The right hon. Gentleman referred to flags of convenience—an issue that in not directly within the remit of the authority. Regulatory powers rest with Ministers. The authority will be able to undertake any studies that it wishes and to report to Ministers as it thinks fit. There is genuine concern about flags of convenience. Studies are being undertaken by the Department of Trade, and officials in my Department are involved. My right hon. Friend the Minister of Agriculture, Fisheries and Food will be entering into discussions with Ministers in the Department of Trade. The system can be subjected to abuse and we shall be considering ways in which it can be tightened.

The right hon. Gentleman talked about the common fisheries policy and the Bill's financial provisions. Far more important than anything that may be available financially to the industry, as a result of a settlement, is a framework for access and quotas. Those are the real issues that will allow the industry to live and prosper in future. That future does not rest merely on the injection on money. I am glad that the right hon. Gentleman emphasised that, and struck that balance. We must get the proportions right when considering what is really important to the industry.

I thank the hon. Member for Kingston upon Hull, Central (Mr. McNamara) for his comments on what has been done to promote whale protection and the protection of smaller sea mammals, such as porpoises. We have taken advantage of the Bill to make a sensible extension to existing powers, in the hope that we shall see these species properly conserved and properly cared for.

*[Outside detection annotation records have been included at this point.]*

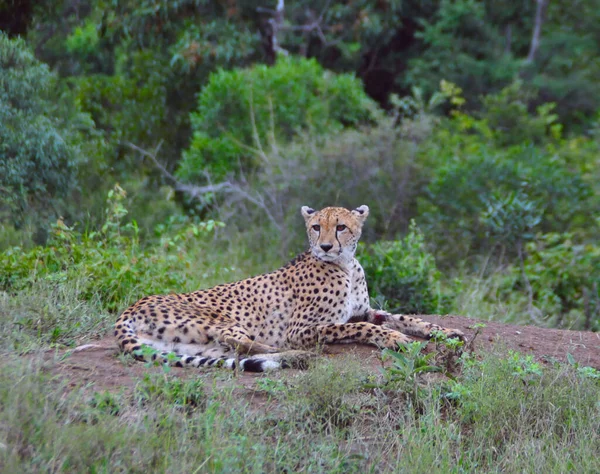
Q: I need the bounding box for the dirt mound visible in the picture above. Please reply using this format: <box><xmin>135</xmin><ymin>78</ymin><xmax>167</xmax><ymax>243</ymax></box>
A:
<box><xmin>45</xmin><ymin>316</ymin><xmax>600</xmax><ymax>391</ymax></box>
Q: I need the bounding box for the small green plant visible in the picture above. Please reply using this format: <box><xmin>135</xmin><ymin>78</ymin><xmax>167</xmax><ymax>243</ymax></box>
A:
<box><xmin>567</xmin><ymin>352</ymin><xmax>600</xmax><ymax>380</ymax></box>
<box><xmin>256</xmin><ymin>377</ymin><xmax>287</xmax><ymax>397</ymax></box>
<box><xmin>89</xmin><ymin>391</ymin><xmax>122</xmax><ymax>416</ymax></box>
<box><xmin>134</xmin><ymin>373</ymin><xmax>207</xmax><ymax>410</ymax></box>
<box><xmin>507</xmin><ymin>351</ymin><xmax>542</xmax><ymax>385</ymax></box>
<box><xmin>382</xmin><ymin>341</ymin><xmax>442</xmax><ymax>407</ymax></box>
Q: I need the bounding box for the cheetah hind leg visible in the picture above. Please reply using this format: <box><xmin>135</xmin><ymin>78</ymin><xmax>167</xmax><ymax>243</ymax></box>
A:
<box><xmin>252</xmin><ymin>350</ymin><xmax>317</xmax><ymax>370</ymax></box>
<box><xmin>368</xmin><ymin>311</ymin><xmax>465</xmax><ymax>341</ymax></box>
<box><xmin>218</xmin><ymin>325</ymin><xmax>281</xmax><ymax>355</ymax></box>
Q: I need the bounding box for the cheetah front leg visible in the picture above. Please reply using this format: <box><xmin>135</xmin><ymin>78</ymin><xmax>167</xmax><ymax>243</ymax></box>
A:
<box><xmin>217</xmin><ymin>325</ymin><xmax>281</xmax><ymax>355</ymax></box>
<box><xmin>367</xmin><ymin>309</ymin><xmax>465</xmax><ymax>341</ymax></box>
<box><xmin>288</xmin><ymin>322</ymin><xmax>412</xmax><ymax>350</ymax></box>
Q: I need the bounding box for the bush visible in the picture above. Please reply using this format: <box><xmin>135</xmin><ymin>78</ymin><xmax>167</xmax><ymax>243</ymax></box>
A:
<box><xmin>501</xmin><ymin>233</ymin><xmax>600</xmax><ymax>331</ymax></box>
<box><xmin>178</xmin><ymin>58</ymin><xmax>375</xmax><ymax>179</ymax></box>
<box><xmin>0</xmin><ymin>186</ymin><xmax>221</xmax><ymax>311</ymax></box>
<box><xmin>204</xmin><ymin>118</ymin><xmax>424</xmax><ymax>259</ymax></box>
<box><xmin>357</xmin><ymin>222</ymin><xmax>451</xmax><ymax>314</ymax></box>
<box><xmin>419</xmin><ymin>145</ymin><xmax>593</xmax><ymax>259</ymax></box>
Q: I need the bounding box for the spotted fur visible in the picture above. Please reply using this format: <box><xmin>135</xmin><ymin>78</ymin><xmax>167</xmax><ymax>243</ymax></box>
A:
<box><xmin>115</xmin><ymin>206</ymin><xmax>462</xmax><ymax>372</ymax></box>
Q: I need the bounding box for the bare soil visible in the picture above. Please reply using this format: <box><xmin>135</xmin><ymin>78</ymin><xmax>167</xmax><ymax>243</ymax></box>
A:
<box><xmin>39</xmin><ymin>315</ymin><xmax>600</xmax><ymax>392</ymax></box>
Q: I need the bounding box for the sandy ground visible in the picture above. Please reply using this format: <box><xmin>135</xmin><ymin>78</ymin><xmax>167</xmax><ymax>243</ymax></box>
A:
<box><xmin>39</xmin><ymin>316</ymin><xmax>600</xmax><ymax>391</ymax></box>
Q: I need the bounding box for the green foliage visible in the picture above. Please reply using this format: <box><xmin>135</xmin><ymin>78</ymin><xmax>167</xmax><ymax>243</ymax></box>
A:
<box><xmin>0</xmin><ymin>32</ymin><xmax>79</xmax><ymax>225</ymax></box>
<box><xmin>502</xmin><ymin>233</ymin><xmax>600</xmax><ymax>330</ymax></box>
<box><xmin>0</xmin><ymin>186</ymin><xmax>221</xmax><ymax>311</ymax></box>
<box><xmin>478</xmin><ymin>81</ymin><xmax>562</xmax><ymax>147</ymax></box>
<box><xmin>405</xmin><ymin>0</ymin><xmax>518</xmax><ymax>100</ymax></box>
<box><xmin>357</xmin><ymin>222</ymin><xmax>451</xmax><ymax>314</ymax></box>
<box><xmin>286</xmin><ymin>361</ymin><xmax>363</xmax><ymax>432</ymax></box>
<box><xmin>383</xmin><ymin>341</ymin><xmax>441</xmax><ymax>386</ymax></box>
<box><xmin>178</xmin><ymin>59</ymin><xmax>374</xmax><ymax>179</ymax></box>
<box><xmin>134</xmin><ymin>374</ymin><xmax>207</xmax><ymax>410</ymax></box>
<box><xmin>420</xmin><ymin>145</ymin><xmax>592</xmax><ymax>258</ymax></box>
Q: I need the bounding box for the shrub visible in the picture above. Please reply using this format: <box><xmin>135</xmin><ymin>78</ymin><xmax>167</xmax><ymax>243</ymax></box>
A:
<box><xmin>178</xmin><ymin>58</ymin><xmax>375</xmax><ymax>179</ymax></box>
<box><xmin>0</xmin><ymin>186</ymin><xmax>221</xmax><ymax>311</ymax></box>
<box><xmin>358</xmin><ymin>222</ymin><xmax>451</xmax><ymax>314</ymax></box>
<box><xmin>501</xmin><ymin>233</ymin><xmax>600</xmax><ymax>330</ymax></box>
<box><xmin>419</xmin><ymin>145</ymin><xmax>593</xmax><ymax>259</ymax></box>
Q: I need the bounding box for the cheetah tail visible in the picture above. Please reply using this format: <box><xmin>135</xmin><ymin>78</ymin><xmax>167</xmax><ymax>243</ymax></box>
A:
<box><xmin>115</xmin><ymin>320</ymin><xmax>287</xmax><ymax>372</ymax></box>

I thank those who participated in Committee and on Report. The attitude of hon. Members on both sides of the House towards the Bill has been constructive at all stages. I have found it an enjoyable Bill to pilot because of the cooperation that has been forthcoming from both sides of the House. As a consequence of the constructive manner that has been adopted we shall send from the House a better Bill than was brought to it, and for that I thank all those who have taken part.

Question put and agreed to.

Bill accordingly read the Third time and passed.